A l’heure actuelle, les économistes sont sondés pour prévoir quelle sera la baisse du niveau du PIB, l’alourdissement de la dette publique et des déficits, l’ampleur de la dépression, etc. Ces questions sont cruciales mais elles n’ont pas de réponse crédible si elles ne sont pas étroitement associées à la stratégie sanitaire des autorités.

Les économistes ont-ils une valeur ajoutée s’agissant la gestion de la crise sanitaire en tant que telle ? Certains pensent que non, les économistes n’étant pas professionnels de la santé. Ils sont néanmoins experts de l’allocation des moyens aux objectifs les plus importants. Il ne s’agit pas ici de remettre en cause la façon dont sont définis les objectifs politiques et sanitaires, mais de rappeler qu’il convient de ne pas faire fi du raisonnement économique si l’on veut optimiser l’efficacité des démarches.

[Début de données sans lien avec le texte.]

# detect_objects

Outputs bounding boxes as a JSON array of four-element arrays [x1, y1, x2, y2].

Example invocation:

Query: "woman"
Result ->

Les autorités sanitaires – en particulier l’Organisation mondiale de la santé ou celles des pays où la crise est gérée de manière efficace – considèrent que les tests à grande échelle sont au cœur de la stratégie. D’un point de vue économique, cet objectif est totalement compréhensible car il remplit un objectif d’allocation rationnelle des ressources. En effet, quand on sait où sont les malades, on peut non seulement allouer les moyens de santé au bon endroit mais plus encore, on peut laisser les personnes non contaminées poursuivre des activités elles-aussi nécessaires au fonctionnement de la société, voire indispensables à leur survie : production alimentaire, production énergétique, etc. On peut mener une politique économique ciblée. Les objectifs sont imbriqués.

Ils le sont d’autant plus que la résilience de l’économie dépendra du degré de confinement. Or, ce degré semble étroitement lié à la capacité de test. Les pays les mieux à même de tester depuis le début sont aussi ceux qui pratiquent un confinement ciblé et limité. La Corée du sud, par exemple, ne ferme que les lieux publics fréquentés par des personnes contaminées au cours des 15 derniers jours et pour une durée de 14 jours. Dans les pays qui ne savent pas tester massivement, le confinement est beaucoup plus étendu et est extrêmement couteux d’un point de vue économique. Si on ne parvient pas à remettre les gens au travail dans des conditions sécurisées, nos pays vont s’enfoncer dans une crise majeure aux conséquences aussi bien économiques que sociales et sanitaires.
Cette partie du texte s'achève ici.